The salary is believed to be the highest salary ever earned by a Maryland schools superintendent, according to state pay data analyzed by The Sun. She will earn significantly more than others in the state, and just $20,000 less than the Chancellor of New York City’s public schools, where there are nearly 1 million schoolchildren. Baltimore’s enrollment is about 80,000.
The vote was unanimous among the school board, although two of the nine voting members were absent. The new contract and the salary increase will begin July 1.
Chinnia said the board decided to raise the CEO’s pay significantly after looking at salaries in Prince George’s and Montgomery counties. Prince George’s is paying the superintendent it hired last summer, Monica Goldson, $302,000. Montgomery County approved extending Jack Smith for another four years Monday, but is in negotiations over how much he will be paid. Chinnia said she would expect Smith’s $290,000 salary to increase.
“This is the type of leader we need to push us forward,” she said.
Santelises, who is finishing her fourth year in the city, has earned the support of the school board, parents and principals. She will be one of the only CEOs in the past two decades in the city to receive a second four-year contract. And her rising pay reflects the competition across the country for top leaders.
Nationally, the median salary for a superintendent with a school system of more than 25,000 students is $236,000, according to data gathered by the American Association of School Administrators. However, superintendents in some wealthy suburban districts are making more t han $ 400,000, said Dan Domenech, the association’s executive director.
“So the competition between school boards to hire the superintendent they think will get the job done is fierce,” Domenech said.
While the public tends to think of superintendents as glorified teachers, he said, they should be thinking of them as CEOs in charge of millions of dollars.
Often they handle a good percentage of the communities tax dollars, are the largest employer and are on call 24 hours a day.
A similar private sector CEO would earn 10 times the salary of a school superintendent, he said. Domenech was making more than $300,000 as the superintendent of Fairfax County, Va., more than a decade ago.
No other superintendent in the region will make as much as Santelises. Baltimore County’s Darryl Williams, who had not been a superintendent before he took the job in July, is making $290,000, slightly less than Santelises is currently. Howard County Superintendent Michael J. Martirano is earning $285,000,
Anne Arundel County’s superintendent makes $279,000 and Harford’s makes $217,000.
To some degree, superintendent salaries increase with the enrollment of their school districts. Large suburban and urban school superintendents earn more than those overseeing small, rural districts, according to the the school administrators association.
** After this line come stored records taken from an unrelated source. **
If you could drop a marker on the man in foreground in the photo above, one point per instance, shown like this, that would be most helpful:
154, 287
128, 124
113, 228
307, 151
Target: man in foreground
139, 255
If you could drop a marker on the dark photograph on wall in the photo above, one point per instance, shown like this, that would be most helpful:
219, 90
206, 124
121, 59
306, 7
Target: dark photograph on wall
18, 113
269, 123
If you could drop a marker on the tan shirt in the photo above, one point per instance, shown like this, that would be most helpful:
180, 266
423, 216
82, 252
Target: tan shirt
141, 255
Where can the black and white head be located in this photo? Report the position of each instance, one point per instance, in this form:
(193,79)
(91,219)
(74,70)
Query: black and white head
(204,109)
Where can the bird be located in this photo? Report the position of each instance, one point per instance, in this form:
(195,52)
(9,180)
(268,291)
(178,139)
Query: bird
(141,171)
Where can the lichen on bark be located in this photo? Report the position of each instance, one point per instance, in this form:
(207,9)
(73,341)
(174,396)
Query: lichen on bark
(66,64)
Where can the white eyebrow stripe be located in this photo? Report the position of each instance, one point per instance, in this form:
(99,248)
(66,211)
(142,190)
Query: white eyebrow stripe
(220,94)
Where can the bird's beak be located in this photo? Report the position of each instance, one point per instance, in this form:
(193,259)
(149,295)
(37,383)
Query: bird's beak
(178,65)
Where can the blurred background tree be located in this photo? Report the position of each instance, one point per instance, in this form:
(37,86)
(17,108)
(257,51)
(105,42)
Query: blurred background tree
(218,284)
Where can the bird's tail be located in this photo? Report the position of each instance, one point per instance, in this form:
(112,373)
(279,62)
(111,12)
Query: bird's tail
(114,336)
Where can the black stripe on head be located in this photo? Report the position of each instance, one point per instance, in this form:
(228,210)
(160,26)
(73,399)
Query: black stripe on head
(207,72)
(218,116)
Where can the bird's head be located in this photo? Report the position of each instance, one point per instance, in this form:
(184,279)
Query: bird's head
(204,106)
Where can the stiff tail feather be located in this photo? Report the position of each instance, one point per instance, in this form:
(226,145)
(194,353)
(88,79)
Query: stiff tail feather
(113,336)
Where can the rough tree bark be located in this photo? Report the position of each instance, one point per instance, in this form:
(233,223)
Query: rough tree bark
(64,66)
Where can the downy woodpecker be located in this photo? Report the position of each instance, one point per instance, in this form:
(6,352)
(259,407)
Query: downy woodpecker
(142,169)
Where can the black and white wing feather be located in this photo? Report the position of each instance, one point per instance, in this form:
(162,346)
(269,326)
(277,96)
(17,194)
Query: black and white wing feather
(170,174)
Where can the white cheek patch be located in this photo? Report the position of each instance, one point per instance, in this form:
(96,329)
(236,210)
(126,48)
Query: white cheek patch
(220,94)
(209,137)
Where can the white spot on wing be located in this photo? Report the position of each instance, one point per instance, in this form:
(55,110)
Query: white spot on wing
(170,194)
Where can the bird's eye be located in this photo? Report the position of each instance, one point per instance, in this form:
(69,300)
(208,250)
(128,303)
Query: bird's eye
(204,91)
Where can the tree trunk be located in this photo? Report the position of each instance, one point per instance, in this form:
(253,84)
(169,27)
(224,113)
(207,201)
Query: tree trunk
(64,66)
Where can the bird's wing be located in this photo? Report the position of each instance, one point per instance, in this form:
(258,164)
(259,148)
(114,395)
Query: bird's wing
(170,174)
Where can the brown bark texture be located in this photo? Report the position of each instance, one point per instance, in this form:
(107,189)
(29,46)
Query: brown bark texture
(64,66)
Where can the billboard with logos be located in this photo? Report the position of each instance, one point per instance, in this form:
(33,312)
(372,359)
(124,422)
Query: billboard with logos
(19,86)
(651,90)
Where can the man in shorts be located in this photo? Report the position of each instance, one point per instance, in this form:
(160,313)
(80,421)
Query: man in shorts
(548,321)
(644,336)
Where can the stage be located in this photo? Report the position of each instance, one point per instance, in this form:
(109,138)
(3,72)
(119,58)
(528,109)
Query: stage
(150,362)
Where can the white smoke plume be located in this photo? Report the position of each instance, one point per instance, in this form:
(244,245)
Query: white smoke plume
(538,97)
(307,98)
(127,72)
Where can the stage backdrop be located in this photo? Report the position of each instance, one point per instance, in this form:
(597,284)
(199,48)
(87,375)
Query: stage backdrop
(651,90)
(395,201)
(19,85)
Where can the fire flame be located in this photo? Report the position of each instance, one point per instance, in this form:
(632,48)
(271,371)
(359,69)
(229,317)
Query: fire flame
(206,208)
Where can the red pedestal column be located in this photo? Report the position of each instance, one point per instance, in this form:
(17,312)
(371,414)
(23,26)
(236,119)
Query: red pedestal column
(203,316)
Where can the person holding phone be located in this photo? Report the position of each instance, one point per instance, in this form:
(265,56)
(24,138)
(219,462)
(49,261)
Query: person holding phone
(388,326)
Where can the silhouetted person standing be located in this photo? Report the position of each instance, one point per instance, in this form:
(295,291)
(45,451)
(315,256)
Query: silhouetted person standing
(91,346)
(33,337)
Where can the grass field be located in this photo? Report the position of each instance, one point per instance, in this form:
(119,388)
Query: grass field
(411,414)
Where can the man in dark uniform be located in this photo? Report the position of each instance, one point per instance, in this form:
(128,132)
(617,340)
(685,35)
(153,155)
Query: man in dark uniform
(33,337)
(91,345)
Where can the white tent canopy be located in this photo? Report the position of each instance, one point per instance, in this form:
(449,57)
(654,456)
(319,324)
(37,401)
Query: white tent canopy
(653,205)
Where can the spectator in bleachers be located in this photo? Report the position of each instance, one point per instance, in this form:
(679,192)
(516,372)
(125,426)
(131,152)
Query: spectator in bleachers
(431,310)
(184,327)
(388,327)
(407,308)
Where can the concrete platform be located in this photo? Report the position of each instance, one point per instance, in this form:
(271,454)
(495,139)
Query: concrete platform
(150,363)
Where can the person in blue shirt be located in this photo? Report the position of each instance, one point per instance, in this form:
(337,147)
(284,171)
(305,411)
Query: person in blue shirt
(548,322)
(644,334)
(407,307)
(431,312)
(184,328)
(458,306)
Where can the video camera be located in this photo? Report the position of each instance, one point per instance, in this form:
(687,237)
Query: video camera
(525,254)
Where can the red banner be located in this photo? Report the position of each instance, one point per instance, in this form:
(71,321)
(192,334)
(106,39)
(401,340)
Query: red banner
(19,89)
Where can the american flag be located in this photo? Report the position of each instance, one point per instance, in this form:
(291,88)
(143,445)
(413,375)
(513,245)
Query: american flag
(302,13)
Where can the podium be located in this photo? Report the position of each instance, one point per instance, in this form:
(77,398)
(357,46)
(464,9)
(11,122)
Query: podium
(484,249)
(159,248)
Joe Hairston, who led the Baltimore County system for 12 years, was earning $314,000 when he retired in 2012 after 12 years. Dallas Dance, a much younger, first time superintendent who followed Hairston, earned $275,000 a year when he resigned after five years in 2017.
Santelises’ contract also says she will earn a 2.5% annual pay increase each year during the four years of the contract. In addition, she will receive 38 days of paid vacation each year — and will be allowed to carry over 15 days of that vacation.
After the vote, Santelises set high expectations for her next four years. She said she had the right team in place to secure greater gains in student achievement. In her first three years she had increases in achievement in math and English language arts, but she said there are still too many students graduating without the basic skills they need to get a job.
“The last last three and a half years was the foundation laying and now we are going for the big prize,” she said, of systemwide increases in achievement.